At the end of the day, this has been one hell of a series. Each instalment has had such a distinct tone and vibe to it, from the seedy glamour of Amberlough to tropical exile in Armistice to, here, where our lead characters return to Amberlough and find it such a different, worn-down, bleaker city than it had been almost a decade ago in the first novel. The Ospies are gone, at last, but the violent resistance that toppled them has left the economy crippled. In the lead-up to fresh elections, the population is divided between a left-wing candidate who was involved in the resistance, and a right-wing candidate whose priority is “business”. The breakaway region of Tatié has broken away. And of the characters we’ve come to know over the series, not all of them are still with us, and of those who are still with us, they’ve been changed by the harshness of the years: traumatised, more dependent on others, yet also more inward-looking.
I thought this was a really strong conclusion to the trilogy, and enjoyed it just as much – for different reasons – as the first instalment. The big theme, I guess, is that now the dictatorship has risen and fallen, what next? A lot of the narrative revolves around Cyril DePaul, the double agent we last saw in the first book before he was presumed dead for many years.

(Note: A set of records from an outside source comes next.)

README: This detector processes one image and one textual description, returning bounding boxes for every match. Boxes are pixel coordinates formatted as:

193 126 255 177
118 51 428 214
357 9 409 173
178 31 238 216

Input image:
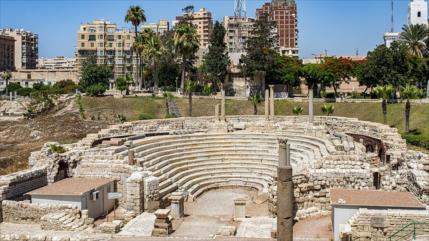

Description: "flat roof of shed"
27 178 114 196
330 189 426 209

In the new post-Ospie Gedda, there is a popular clamouring for him to go to the gallows for his crimes. Cyril himself, guilt catching up to him, is prepared to go. But neither his sister, Lillian, nor his former lover, Aristide, are prepared for him to go, and so each of them starts working – manipulating the political figures who’ve emerged from the dust of the dictatorship and civil war – to try to get him free.
For me it was a compelling story. There were also a number of subplots I enjoyed – Cyril bonding with his nephew, for example – which helped enhance the story further. And like in the first part, Donnelly has done a wonderful job describing the city of Amberlough itself, with the focus this time being on how the city has changed – intersections blocked by construction work, the former nightlife district where the Bee used to be now being full of cinemas and restaurants, and all the bars cropping up on premises that used to be other things: strip clubs, “boring” restaurants, laundromats… Plus other changes too, like Aristide lacking all the contacts he’d had in the first book after years away from the city, or Lillian reclaiming her old family houses which have been pilfered of most of their furniture by the Ospie-era occupiers. The cast of this novel is definitely less “impoverished entertainers” and more “embarrassed old money” than the first book, but it’s still good even so.
This is a series that deserves to be much better known than it is, and I have to wonder if it’s the overt politics that’s kept it from getting the promotion it deserves. For my part I will say this: if you are even remotely interested in the rise and fall of fascism and you like thriller novels, you need to read this series if you haven’t already. It is fantastic.